In 1986 a new GCSE qualification, (General Certificate of Secondary Education), was introduced. This was designed to give scope for children of all types and inclinations to pass, at about the age of sixteen, in at least some subjects corresponding with their talents. The certificates are awarded on the basis, partly of examinations, partly of course work, partly of work on projects undertaken by the children. The tests are administered by several different examining boards which are independent of central and local government.
Children who continue their education after sixteen, in what is commonly called the 'sixth form', prepare themselves to try to gain vocational or professional certificates or diplomas. Those who hope to continue after eighteen, at universities or other higher-level colleges, aim to gain advanced-level GCSE certificates, usually in three subjects, and entry to the universities, etc. is based on the grades (A, B, C, D, E) gained. There is no formal division of the teaching profession between primary and secondary school teachers-, though primary teachers are normally trained in three-year Bachelor of Education courses, enabling them to teach young children in all subjects, while secondary teachers are prepared in one-year postgraduate pedagogical courses after getting university degrees in the subjects which they will eventually teach. There is a single pay scale, with additions to the salaries of teachers with special responsibilities. It is rare, and becoming rarer, for teachers to move, during their careers, between state and private-sector schools.
There are some Roman Catholic secondary schools in the state system, and recently some Muslim ones have been added. As with the Church of England primary schools, the religious bodies provide only a very small part of the capital costs, and in return determine the content of religious teaching, and influence the appointment of heads and some other teachers. To this extent Britain has dealt with the problem of religious education quite satisfactorily. In the ordinary state schools the law requires that Christian instruction be given, but this has developed mainly into informal study of different religions. However, in 1988 the Government proposed that all children should participate in religious worship, either in assemblies or in classrooms (with individual parents having the right to withdraw their children from these occasions). The proposal caused so much consternation among teachers that it is unlikely that it will be effective.

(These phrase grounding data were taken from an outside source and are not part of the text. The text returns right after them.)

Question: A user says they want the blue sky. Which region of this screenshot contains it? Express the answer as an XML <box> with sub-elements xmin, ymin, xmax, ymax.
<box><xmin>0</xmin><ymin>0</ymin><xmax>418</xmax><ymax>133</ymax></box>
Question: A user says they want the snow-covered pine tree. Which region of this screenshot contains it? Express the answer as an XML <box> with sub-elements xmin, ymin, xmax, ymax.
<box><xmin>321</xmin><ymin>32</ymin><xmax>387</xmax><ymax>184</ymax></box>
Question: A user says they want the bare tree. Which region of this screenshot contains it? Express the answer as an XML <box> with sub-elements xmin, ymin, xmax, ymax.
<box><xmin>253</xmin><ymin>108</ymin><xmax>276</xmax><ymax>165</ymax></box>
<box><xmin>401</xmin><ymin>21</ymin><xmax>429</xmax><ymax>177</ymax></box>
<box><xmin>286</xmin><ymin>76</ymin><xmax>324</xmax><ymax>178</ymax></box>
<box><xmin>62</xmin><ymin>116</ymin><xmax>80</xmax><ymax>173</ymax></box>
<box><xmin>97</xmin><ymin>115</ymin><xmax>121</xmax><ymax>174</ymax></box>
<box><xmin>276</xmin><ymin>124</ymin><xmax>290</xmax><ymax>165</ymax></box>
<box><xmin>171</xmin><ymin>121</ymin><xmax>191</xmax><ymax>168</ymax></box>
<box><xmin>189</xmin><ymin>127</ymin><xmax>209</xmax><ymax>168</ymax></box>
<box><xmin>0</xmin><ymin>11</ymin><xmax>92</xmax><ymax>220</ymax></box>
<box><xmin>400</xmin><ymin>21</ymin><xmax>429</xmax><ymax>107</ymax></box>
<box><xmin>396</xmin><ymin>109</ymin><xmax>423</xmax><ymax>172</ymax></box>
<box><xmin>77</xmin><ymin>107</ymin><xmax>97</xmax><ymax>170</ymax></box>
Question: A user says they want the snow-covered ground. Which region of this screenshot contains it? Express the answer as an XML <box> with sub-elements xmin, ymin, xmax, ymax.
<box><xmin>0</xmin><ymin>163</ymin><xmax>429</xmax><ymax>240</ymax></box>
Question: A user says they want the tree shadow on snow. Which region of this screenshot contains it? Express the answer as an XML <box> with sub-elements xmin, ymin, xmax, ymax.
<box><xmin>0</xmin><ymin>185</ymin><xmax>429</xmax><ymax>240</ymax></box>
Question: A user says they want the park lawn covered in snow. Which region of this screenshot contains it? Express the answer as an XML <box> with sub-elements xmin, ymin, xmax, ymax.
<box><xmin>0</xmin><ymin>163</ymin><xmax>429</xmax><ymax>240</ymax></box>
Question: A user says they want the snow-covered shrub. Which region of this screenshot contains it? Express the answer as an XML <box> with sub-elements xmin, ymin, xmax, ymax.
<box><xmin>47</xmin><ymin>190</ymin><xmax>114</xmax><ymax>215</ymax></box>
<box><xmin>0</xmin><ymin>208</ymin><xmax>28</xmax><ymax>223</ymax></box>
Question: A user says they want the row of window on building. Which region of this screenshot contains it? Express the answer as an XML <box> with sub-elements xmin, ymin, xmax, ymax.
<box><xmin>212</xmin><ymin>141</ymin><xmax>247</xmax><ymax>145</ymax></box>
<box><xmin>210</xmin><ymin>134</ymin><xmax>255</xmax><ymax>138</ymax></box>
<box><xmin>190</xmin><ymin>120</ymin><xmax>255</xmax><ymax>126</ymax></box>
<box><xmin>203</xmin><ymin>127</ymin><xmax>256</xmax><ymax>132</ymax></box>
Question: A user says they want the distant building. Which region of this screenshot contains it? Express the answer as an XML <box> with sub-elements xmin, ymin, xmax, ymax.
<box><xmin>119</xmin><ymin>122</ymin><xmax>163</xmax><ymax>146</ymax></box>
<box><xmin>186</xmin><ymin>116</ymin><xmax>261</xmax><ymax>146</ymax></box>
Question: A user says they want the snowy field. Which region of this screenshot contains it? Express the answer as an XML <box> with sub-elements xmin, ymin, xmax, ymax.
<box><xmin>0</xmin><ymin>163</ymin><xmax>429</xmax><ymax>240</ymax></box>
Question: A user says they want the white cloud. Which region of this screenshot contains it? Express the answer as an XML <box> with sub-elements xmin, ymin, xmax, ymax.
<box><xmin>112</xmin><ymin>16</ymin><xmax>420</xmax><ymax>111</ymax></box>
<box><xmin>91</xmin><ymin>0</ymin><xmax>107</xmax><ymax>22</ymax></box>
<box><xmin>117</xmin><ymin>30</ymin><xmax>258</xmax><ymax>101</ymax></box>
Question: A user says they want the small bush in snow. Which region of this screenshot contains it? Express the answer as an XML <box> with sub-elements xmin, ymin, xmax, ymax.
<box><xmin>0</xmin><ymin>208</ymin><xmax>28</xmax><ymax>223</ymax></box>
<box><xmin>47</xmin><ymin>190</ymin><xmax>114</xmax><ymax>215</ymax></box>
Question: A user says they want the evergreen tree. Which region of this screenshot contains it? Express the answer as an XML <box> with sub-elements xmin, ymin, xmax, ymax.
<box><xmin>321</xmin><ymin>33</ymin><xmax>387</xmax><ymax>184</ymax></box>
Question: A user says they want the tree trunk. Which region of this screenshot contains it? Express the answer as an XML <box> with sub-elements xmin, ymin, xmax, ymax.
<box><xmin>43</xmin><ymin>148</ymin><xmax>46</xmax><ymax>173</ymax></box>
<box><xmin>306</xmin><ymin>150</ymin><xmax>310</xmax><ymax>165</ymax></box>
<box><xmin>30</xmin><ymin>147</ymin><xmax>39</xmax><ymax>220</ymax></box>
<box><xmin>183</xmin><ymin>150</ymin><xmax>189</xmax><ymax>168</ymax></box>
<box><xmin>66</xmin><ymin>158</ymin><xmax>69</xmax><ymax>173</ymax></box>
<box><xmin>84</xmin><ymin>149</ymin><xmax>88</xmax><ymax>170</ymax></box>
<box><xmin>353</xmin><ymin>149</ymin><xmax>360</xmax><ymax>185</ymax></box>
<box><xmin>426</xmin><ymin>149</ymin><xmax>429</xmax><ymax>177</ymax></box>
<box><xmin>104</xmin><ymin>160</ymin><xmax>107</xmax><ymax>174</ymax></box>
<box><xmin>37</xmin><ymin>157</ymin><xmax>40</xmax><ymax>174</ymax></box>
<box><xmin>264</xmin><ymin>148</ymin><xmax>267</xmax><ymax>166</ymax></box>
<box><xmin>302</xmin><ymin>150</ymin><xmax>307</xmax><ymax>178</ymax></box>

The academic year begins in September, after the summer holidays, and is divided into three 'terms', with the intervals between them formed by the Christmas and Easter holidays. The exact dates of the holidays vary from area to area, being in general about two weeks at Christmas and Easter, plus a week in the middle of each term, and five weeks in the summer.
Day schools mostly work Mondays to Fridays only, from about 9 a.m. to between 3 and 4 p.m. Lunch is provided and parents pay most of the cost unless their income is low enough to entitle them to free children's meals. Subsidies for school meals were reduced in the 1980s, and many children who cannot go home for lunch now bring their own sandwiches.